As Santa Barbara’s wineries have burgeoned, so too have places to dine, creating a synergy between chefs and vintners. Nowadays, there is an abundance of excellent restaurants, complete with superlative wine lists.
Situated in the Funk Zone, Santa Barbara’s vibrant arts district north of Stearns Wharf, this sophisticated restaurant serves seasonally inspired cuisine that employs ingredients from local farms. Named after Southern Pacific’s overnight train that ran between Los Angeles and Oakland up until 1968, The Lark has integrated design elements from that time.

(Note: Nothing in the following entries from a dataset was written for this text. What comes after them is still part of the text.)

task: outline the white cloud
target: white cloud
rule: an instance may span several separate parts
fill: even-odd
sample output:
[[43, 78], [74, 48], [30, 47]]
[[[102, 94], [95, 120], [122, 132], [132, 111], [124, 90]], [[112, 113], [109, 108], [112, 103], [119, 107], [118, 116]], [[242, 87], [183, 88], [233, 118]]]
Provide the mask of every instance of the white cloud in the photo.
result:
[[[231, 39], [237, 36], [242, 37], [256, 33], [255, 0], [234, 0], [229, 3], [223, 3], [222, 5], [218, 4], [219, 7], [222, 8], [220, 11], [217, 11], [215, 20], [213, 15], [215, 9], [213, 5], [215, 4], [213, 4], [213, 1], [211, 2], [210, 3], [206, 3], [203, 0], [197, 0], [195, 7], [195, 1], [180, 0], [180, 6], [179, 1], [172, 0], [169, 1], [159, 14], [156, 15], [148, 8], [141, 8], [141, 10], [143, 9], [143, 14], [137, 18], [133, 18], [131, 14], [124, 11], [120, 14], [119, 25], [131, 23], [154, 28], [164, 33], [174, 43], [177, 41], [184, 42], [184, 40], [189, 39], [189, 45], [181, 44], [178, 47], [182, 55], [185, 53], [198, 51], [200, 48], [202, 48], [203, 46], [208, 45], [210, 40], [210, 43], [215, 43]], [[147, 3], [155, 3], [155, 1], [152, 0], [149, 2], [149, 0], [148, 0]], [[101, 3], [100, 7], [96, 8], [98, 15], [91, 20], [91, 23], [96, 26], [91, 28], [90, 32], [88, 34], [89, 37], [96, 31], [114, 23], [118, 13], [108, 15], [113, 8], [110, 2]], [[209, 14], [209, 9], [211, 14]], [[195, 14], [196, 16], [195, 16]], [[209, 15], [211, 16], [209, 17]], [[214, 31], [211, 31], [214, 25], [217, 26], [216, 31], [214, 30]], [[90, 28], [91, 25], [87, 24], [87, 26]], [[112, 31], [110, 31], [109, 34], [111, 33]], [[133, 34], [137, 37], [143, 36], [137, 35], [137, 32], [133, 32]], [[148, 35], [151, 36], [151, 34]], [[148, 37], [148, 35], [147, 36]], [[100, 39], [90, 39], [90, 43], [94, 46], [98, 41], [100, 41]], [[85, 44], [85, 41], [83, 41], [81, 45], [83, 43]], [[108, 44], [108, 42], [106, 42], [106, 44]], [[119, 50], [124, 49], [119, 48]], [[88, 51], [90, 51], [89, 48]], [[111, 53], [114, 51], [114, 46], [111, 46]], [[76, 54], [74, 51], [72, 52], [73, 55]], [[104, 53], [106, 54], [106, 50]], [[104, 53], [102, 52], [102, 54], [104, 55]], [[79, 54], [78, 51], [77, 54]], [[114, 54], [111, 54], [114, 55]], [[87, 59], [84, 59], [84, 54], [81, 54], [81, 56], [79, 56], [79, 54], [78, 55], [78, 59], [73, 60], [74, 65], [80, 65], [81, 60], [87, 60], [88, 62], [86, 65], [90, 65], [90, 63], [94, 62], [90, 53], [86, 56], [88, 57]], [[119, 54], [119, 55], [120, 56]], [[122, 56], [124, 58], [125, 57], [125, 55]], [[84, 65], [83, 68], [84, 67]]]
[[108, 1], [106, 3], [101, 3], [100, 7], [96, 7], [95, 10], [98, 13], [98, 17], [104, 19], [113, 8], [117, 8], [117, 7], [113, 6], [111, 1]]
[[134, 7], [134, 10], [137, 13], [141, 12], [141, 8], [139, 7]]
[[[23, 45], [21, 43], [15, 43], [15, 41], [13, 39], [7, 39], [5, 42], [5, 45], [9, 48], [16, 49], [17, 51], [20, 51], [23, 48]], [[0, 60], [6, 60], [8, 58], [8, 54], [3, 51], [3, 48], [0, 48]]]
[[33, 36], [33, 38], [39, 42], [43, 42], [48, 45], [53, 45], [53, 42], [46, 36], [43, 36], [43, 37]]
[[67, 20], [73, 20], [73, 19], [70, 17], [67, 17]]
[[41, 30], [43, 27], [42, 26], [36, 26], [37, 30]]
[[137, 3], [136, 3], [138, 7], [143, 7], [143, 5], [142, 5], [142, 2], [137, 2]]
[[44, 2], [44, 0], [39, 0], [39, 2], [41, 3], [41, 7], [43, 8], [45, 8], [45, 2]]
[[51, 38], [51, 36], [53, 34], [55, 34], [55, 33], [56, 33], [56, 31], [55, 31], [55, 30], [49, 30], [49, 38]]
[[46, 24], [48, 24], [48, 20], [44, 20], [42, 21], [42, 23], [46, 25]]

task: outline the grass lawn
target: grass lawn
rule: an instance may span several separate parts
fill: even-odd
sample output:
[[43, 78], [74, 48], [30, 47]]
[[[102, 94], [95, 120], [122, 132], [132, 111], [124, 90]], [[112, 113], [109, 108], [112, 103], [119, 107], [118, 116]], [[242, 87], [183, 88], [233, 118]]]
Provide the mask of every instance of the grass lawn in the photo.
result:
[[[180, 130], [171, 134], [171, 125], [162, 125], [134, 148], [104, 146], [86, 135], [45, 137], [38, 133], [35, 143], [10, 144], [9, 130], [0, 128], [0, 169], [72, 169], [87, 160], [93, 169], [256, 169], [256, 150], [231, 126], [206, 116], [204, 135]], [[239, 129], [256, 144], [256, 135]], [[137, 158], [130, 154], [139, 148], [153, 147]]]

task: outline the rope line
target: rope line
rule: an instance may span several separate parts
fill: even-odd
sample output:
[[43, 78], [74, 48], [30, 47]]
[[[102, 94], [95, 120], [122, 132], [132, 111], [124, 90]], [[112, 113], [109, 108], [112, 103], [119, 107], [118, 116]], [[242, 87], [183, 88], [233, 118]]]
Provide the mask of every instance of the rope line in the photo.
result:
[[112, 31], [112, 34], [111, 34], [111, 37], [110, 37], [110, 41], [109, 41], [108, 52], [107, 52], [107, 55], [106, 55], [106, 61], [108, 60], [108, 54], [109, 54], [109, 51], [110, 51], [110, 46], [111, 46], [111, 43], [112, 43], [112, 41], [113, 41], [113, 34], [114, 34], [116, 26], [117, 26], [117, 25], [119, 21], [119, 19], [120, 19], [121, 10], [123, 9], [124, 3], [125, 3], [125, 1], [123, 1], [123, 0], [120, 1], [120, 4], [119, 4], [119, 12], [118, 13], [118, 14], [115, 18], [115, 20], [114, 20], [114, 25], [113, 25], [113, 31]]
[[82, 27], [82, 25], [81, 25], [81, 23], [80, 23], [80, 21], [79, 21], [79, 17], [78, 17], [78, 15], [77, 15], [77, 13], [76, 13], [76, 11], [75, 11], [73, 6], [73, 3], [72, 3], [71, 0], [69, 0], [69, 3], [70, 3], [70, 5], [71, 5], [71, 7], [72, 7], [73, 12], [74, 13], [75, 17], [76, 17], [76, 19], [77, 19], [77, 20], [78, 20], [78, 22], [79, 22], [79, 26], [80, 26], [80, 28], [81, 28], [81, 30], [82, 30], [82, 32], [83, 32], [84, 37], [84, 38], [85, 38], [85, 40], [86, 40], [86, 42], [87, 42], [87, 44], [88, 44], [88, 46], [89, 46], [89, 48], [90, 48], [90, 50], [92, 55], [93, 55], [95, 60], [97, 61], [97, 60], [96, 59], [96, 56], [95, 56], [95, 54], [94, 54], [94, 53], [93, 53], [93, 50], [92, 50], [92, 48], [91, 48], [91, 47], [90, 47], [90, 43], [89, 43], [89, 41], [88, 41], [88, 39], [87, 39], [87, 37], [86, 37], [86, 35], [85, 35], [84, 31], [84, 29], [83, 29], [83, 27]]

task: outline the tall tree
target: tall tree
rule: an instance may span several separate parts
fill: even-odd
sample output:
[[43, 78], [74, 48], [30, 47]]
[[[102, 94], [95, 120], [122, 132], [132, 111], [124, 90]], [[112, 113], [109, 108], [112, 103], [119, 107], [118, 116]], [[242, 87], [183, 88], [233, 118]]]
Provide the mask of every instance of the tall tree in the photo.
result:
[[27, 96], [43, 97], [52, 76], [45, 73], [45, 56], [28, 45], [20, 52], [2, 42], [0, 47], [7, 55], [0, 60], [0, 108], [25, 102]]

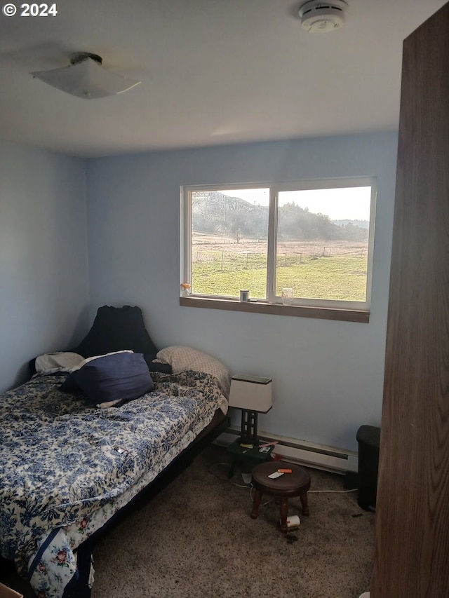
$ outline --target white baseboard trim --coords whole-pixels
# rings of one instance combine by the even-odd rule
[[[231,444],[240,435],[237,428],[229,428],[220,434],[215,444],[222,447]],[[347,472],[356,473],[358,469],[358,454],[354,451],[316,444],[305,440],[278,436],[267,432],[260,431],[259,438],[267,442],[277,440],[274,452],[281,456],[283,461],[298,463],[300,465],[322,469],[335,473],[345,474]]]

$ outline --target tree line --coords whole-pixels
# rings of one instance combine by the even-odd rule
[[[286,203],[279,208],[278,239],[366,241],[368,224],[355,220],[333,222],[325,214],[314,214],[295,203]],[[265,239],[268,207],[219,191],[196,191],[192,196],[192,228],[196,232],[232,237],[237,241],[245,238]]]

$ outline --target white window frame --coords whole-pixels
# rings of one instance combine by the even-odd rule
[[[328,300],[321,299],[295,298],[292,304],[285,306],[282,304],[281,297],[276,295],[275,292],[275,277],[276,277],[276,257],[277,247],[277,214],[278,214],[278,197],[281,191],[303,191],[309,189],[343,189],[346,187],[370,186],[371,198],[370,210],[370,226],[368,231],[368,267],[366,277],[366,295],[365,301],[349,301],[342,300]],[[374,231],[375,222],[376,210],[376,179],[375,177],[344,177],[340,179],[323,179],[319,180],[302,180],[288,182],[257,182],[257,183],[235,183],[233,184],[214,184],[214,185],[185,185],[180,188],[180,248],[181,248],[181,283],[192,282],[192,193],[193,191],[232,191],[233,189],[269,189],[270,198],[269,206],[268,219],[268,254],[267,254],[267,290],[265,299],[255,299],[251,301],[250,306],[257,305],[272,305],[279,306],[279,308],[285,308],[288,315],[308,315],[307,313],[295,313],[292,311],[295,307],[312,308],[316,313],[316,310],[327,311],[328,313],[334,311],[351,311],[364,312],[369,314],[370,310],[371,288],[373,280],[373,264],[374,250]],[[201,306],[219,307],[220,308],[235,308],[235,306],[229,306],[227,308],[223,302],[229,304],[239,303],[235,297],[229,297],[219,295],[206,295],[192,294],[188,299],[213,300],[220,301],[220,305],[206,305]],[[198,302],[194,305],[192,301],[182,301],[182,305],[192,304],[192,306],[200,306]],[[241,306],[241,311],[257,311],[247,308],[246,306]],[[267,311],[267,313],[269,313]],[[273,312],[274,313],[274,312]],[[282,311],[276,310],[276,313],[282,313]],[[313,315],[312,317],[319,317]],[[342,319],[340,318],[332,318],[331,319]],[[344,319],[351,319],[350,318]],[[355,318],[357,320],[357,318]],[[368,321],[368,320],[360,320],[359,321]]]

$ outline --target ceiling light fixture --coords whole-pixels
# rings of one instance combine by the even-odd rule
[[[67,67],[36,71],[31,74],[57,89],[85,100],[123,93],[142,83],[112,73],[102,66],[102,62],[98,54],[77,52]]]
[[[343,0],[309,0],[300,6],[301,25],[310,33],[328,33],[340,29],[344,22],[344,9],[347,2]]]

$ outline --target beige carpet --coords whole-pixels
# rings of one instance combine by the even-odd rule
[[[309,470],[310,516],[291,499],[301,524],[286,536],[269,497],[250,517],[250,489],[239,487],[246,470],[229,481],[226,461],[210,447],[109,531],[94,552],[92,598],[358,598],[369,590],[375,515],[356,492],[335,491],[342,476]]]

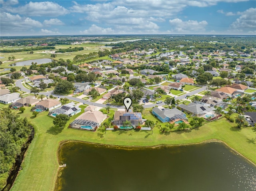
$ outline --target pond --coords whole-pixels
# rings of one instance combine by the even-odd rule
[[[34,63],[37,63],[37,64],[42,64],[51,62],[52,61],[52,60],[50,58],[41,58],[40,59],[34,59],[33,60],[18,62],[16,63],[12,64],[12,66],[30,66],[31,65],[31,63],[32,62],[34,62]]]
[[[253,190],[255,166],[224,144],[122,148],[70,142],[56,190]]]

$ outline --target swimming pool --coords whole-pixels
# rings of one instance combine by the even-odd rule
[[[124,127],[123,126],[120,126],[119,127],[121,129],[131,129],[133,128],[132,126],[128,126],[127,127]]]
[[[175,122],[174,122],[174,123],[176,124],[178,124],[179,123],[182,123],[182,122],[184,122],[182,120],[180,120],[179,121],[176,121]]]
[[[214,116],[214,114],[207,114],[207,115],[205,115],[205,116],[206,117],[213,117]]]
[[[89,130],[91,130],[92,129],[92,126],[80,126],[80,128],[82,129],[88,129]]]

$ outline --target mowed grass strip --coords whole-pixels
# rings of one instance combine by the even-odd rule
[[[83,106],[83,108],[84,106]],[[151,131],[105,131],[100,128],[96,132],[68,128],[69,124],[82,113],[70,118],[63,129],[53,126],[53,118],[47,112],[39,114],[34,118],[30,107],[26,107],[21,117],[27,117],[35,125],[35,135],[30,145],[23,163],[12,191],[54,190],[57,179],[59,164],[57,151],[60,143],[66,140],[74,140],[122,146],[153,146],[160,144],[177,145],[200,143],[212,139],[224,141],[230,146],[256,163],[256,142],[252,128],[239,129],[236,124],[225,118],[210,122],[195,130],[159,133],[158,128]],[[82,110],[83,111],[83,110]],[[148,112],[148,110],[147,110]],[[112,115],[112,111],[110,111]],[[158,121],[149,113],[147,118]],[[66,161],[60,161],[65,163]],[[68,163],[67,164],[68,165]],[[28,180],[29,180],[28,181]]]

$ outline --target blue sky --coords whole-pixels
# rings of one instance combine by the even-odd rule
[[[1,35],[256,35],[256,1],[0,0]]]

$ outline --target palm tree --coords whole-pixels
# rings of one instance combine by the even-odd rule
[[[223,112],[222,108],[220,107],[218,107],[214,110],[214,112],[216,114],[216,116],[217,116],[217,115],[220,114]]]
[[[110,109],[110,106],[109,106],[109,105],[107,106],[106,107],[106,110],[107,111],[107,112],[108,112],[108,113],[109,113],[109,110]]]
[[[146,126],[148,126],[148,127],[150,127],[150,129],[151,129],[151,130],[152,130],[152,134],[153,134],[153,129],[155,126],[155,123],[154,122],[154,121],[150,121],[150,120],[147,120],[145,122],[145,125]]]
[[[196,102],[196,101],[200,100],[200,99],[201,98],[198,96],[195,95],[193,97],[191,101],[192,101],[192,102]]]
[[[126,121],[123,122],[123,126],[124,126],[125,128],[125,129],[126,130],[127,130],[127,127],[131,124],[132,123],[131,123],[131,122],[130,121],[126,120]]]
[[[243,115],[238,115],[236,118],[235,120],[236,123],[237,124],[237,127],[241,128],[241,127],[244,126],[246,124],[245,118]]]
[[[43,94],[40,94],[40,95],[39,96],[39,97],[41,99],[41,101],[42,101],[44,97],[45,97],[45,96]]]

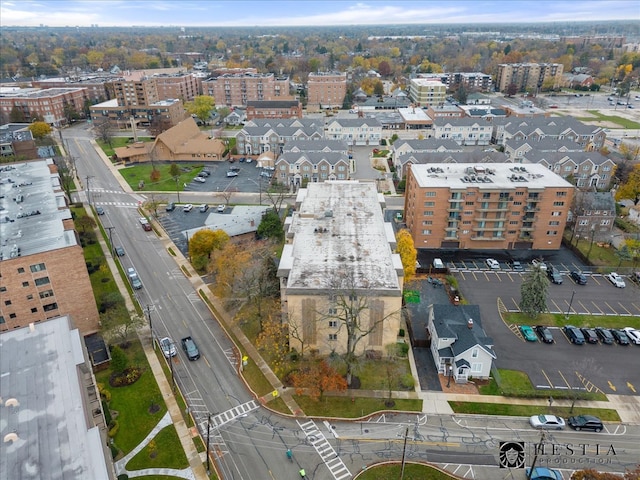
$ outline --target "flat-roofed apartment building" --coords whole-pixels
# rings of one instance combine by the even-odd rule
[[[225,73],[203,80],[202,93],[227,107],[246,107],[250,100],[293,100],[289,77],[273,73]]]
[[[83,335],[98,331],[82,246],[53,161],[0,170],[0,331],[61,315]]]
[[[412,78],[409,82],[409,98],[418,106],[427,107],[444,103],[447,86],[436,80]]]
[[[501,63],[498,65],[496,86],[500,92],[506,92],[512,83],[518,91],[529,89],[535,92],[547,81],[557,87],[562,81],[563,70],[561,63]]]
[[[544,165],[433,163],[407,173],[416,248],[557,250],[574,186]]]
[[[404,270],[383,206],[373,183],[326,181],[298,191],[278,266],[291,348],[345,353],[350,314],[369,332],[358,354],[396,342]]]
[[[307,109],[342,108],[347,95],[345,72],[311,72],[307,78]]]

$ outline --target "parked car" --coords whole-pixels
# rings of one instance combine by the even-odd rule
[[[580,331],[587,343],[598,343],[598,335],[593,328],[581,328]]]
[[[611,332],[608,329],[602,328],[602,327],[596,327],[595,331],[596,331],[596,335],[598,335],[598,338],[604,345],[613,344],[614,342],[613,335],[611,335]]]
[[[564,419],[555,415],[533,415],[529,418],[529,423],[533,428],[551,428],[554,430],[562,430],[564,428]]]
[[[489,267],[491,270],[500,270],[500,262],[498,262],[493,258],[487,258],[485,260],[485,263],[487,264],[487,267]]]
[[[536,327],[536,333],[540,336],[540,340],[542,340],[544,343],[553,343],[555,341],[549,327],[538,325]]]
[[[531,265],[533,265],[533,268],[539,268],[543,272],[547,271],[547,264],[544,263],[542,260],[538,260],[537,258],[534,258],[533,260],[531,260]]]
[[[520,332],[527,342],[538,341],[538,337],[536,337],[536,334],[533,332],[533,328],[531,328],[529,325],[520,325]]]
[[[627,337],[629,337],[631,343],[633,343],[634,345],[640,345],[640,330],[637,330],[633,327],[625,327],[622,330],[624,330],[624,333],[627,334]]]
[[[562,275],[560,272],[556,270],[554,267],[547,269],[547,277],[551,280],[551,283],[555,283],[556,285],[562,285]]]
[[[562,328],[569,341],[575,345],[584,345],[584,335],[579,328],[566,325]]]
[[[593,430],[594,432],[601,432],[604,426],[602,420],[593,415],[576,415],[575,417],[569,417],[567,423],[574,430]]]
[[[178,354],[176,346],[169,337],[160,339],[160,349],[166,358],[175,357]]]
[[[627,337],[627,333],[624,330],[612,328],[610,331],[618,345],[629,345],[629,337]]]
[[[605,275],[605,277],[607,277],[607,279],[611,283],[613,283],[614,286],[618,288],[624,288],[627,286],[627,284],[624,283],[624,280],[622,279],[622,277],[618,275],[616,272],[611,272],[609,275]]]
[[[571,272],[571,279],[578,285],[587,284],[587,276],[582,272],[578,272],[577,270]]]
[[[197,360],[200,358],[200,351],[191,337],[184,337],[182,339],[182,349],[187,354],[189,360]]]

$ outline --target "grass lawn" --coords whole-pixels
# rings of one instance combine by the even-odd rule
[[[314,400],[311,397],[293,397],[306,415],[317,417],[358,418],[380,410],[422,411],[422,400],[395,399],[393,407],[387,407],[382,398],[329,397]]]
[[[129,358],[130,365],[144,368],[145,371],[140,379],[133,385],[126,387],[111,387],[109,385],[110,369],[98,372],[96,379],[111,392],[109,408],[118,412],[117,420],[120,425],[114,442],[126,454],[144,440],[156,426],[167,411],[167,406],[162,400],[162,395],[140,343],[132,342],[131,346],[124,351]],[[153,414],[149,413],[152,402],[159,407],[159,410]]]
[[[178,166],[180,167],[180,176],[177,182],[169,173],[170,163],[155,162],[155,168],[160,172],[158,180],[155,182],[151,179],[151,172],[153,171],[153,165],[151,164],[127,167],[119,170],[119,172],[134,191],[176,192],[176,190],[184,190],[183,184],[191,182],[203,168],[203,165],[198,163],[178,163]],[[144,187],[139,188],[141,181],[144,182]]]
[[[456,413],[470,413],[475,415],[506,415],[511,417],[530,417],[539,413],[551,413],[563,418],[571,415],[595,415],[605,422],[619,422],[618,412],[608,408],[584,408],[575,407],[573,412],[570,407],[551,408],[539,405],[513,405],[513,404],[496,404],[483,402],[449,402],[451,408]]]
[[[358,480],[388,480],[389,478],[400,478],[402,465],[395,463],[392,465],[379,465],[367,468],[358,476]],[[418,463],[405,463],[404,480],[456,480],[456,477],[442,473],[433,467],[420,465]]]
[[[155,444],[155,445],[153,445]],[[173,425],[169,425],[158,433],[138,454],[127,463],[127,470],[142,470],[143,468],[176,468],[189,466],[187,456],[180,445],[178,433]],[[152,451],[155,456],[151,456]]]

For example, tables positioned in antique train booths offer a more private dining experience. Everything on the menu sounded delectable, and since the plates are intended for sharing, we were able to try a significant number of dishes. The crispy Brussels sprouts, served with medjool dates, serrano chile and lime, were simultaneously sweet and tangy, but the caramelized sunchokes accompanied by shavings of aged Spanish Garrotxa cheese, dollops of rosemary yogurt and toasted walnuts were a standout. The chestnut pappardelle with butternut squash and chanterelle mushrooms was delicious, but the crowning glory of our meal was caramelized diver scallops served with sweet Dungeness crabmeat, crispy parsnips and snap peas.
While the wine list is quite extensive, we were enticed by the unique drink menu. For dessert, we chose the Humble Pie cocktail created with brown butter, mezcal, aquavit, Bonal, sage and carrot. It was a well-balanced mélange and a perfect end to our meal. Closed Monday.
The Lark
131 Anacapa Street. Tel. (805) 284-0370
This upscale Spanish restaurant in the waterfront district serves innovative tapas on a lovely patio warmed by a hearth or in a dining room appointed with brass chandeliers, exposed white-brick walls and colorful Spanish patterned tile floors.
We began our meal with a tortilla Española, a thick omelet made with potatoes and caramelized onions and served cold with an herb aioli; traditional gambas al ajillo (black tiger prawns in a spicy tomato, brandy and garlic sauce); and tender grilled octopus tentacles over a bed of mashed potatoes with black-garlic aioli. Though our starters were outstanding, the highlight of our meal was the paella, with its roasted free-range chicken, spicy chorizo, gigante beans, hen of the woods mushrooms and grilled lemon and arugula garnishes. The key for a perfect paella is the socarrat (the toasty bottom where the rice caramelizes on the base of the pan), and the one at Loquita did not disappoint.
The unpretentious and authentic cuisine served here makes diners feel as though they have traveled to Spain for an evening, and everything from the sangria to the Spanish coffee, served with 12-year-old El Dorado rum and Frangelico whipped cream, to the wine list, broken down into Catalunya, Galicia, Andalucia, Rioja, Ribera del Duero and Santa Barbara sections, made this restaurant one of the high points of our trip.
Loquita
202 State Street. Tel. (805) 880-3380
Located three doors down from the Mission Revival-style Arlington Theatre, dating from 1931, Jane is on the main drag of State Street, in the heart of downtown. This restaurant was named after the current owner’s grandmother Jane Moody. The dining room décor is refreshingly unassuming. Walls are simply appointed with original black-and-white photographs of Moody’s lively past, and wood tables feature fresh flower centerpieces.
The mood is simultaneously elegant and casual and ideal for a peaceful lunch. This restaurant attracts a clientele of younger families, and the high-caliber contemporary bistro fare is approachable yet refined. Lunch offers creative salad bowls that are seasonally inspired, such as the butter lettuce served with papaya, fresh Dungeness crab and toasted almonds in a light curry sauce. My dish was composed of seared ahi and garlic-crusted prawns served atop cucumber noodles, daikon sprouts, watercress and butter lettuce, which was then heightened by a homemade sesame vinaigrette. More-substantial staples are also available, including a chicken piccata in a white wine-butter sauce, and grilled salmon with a mango relish.
Dinner offers a more expansive menu of bistro classics, including grilled rack of lamb, and steak frites, but I have been warned that dinners can get noisy because of the open bi-level space. Whether you are there for lunch or dinner, do not leave without ordering one of the famous homemade cakes or sundaes. I recommend the coconut chiffon cake served with a sauce anglaise. Closed Sunday.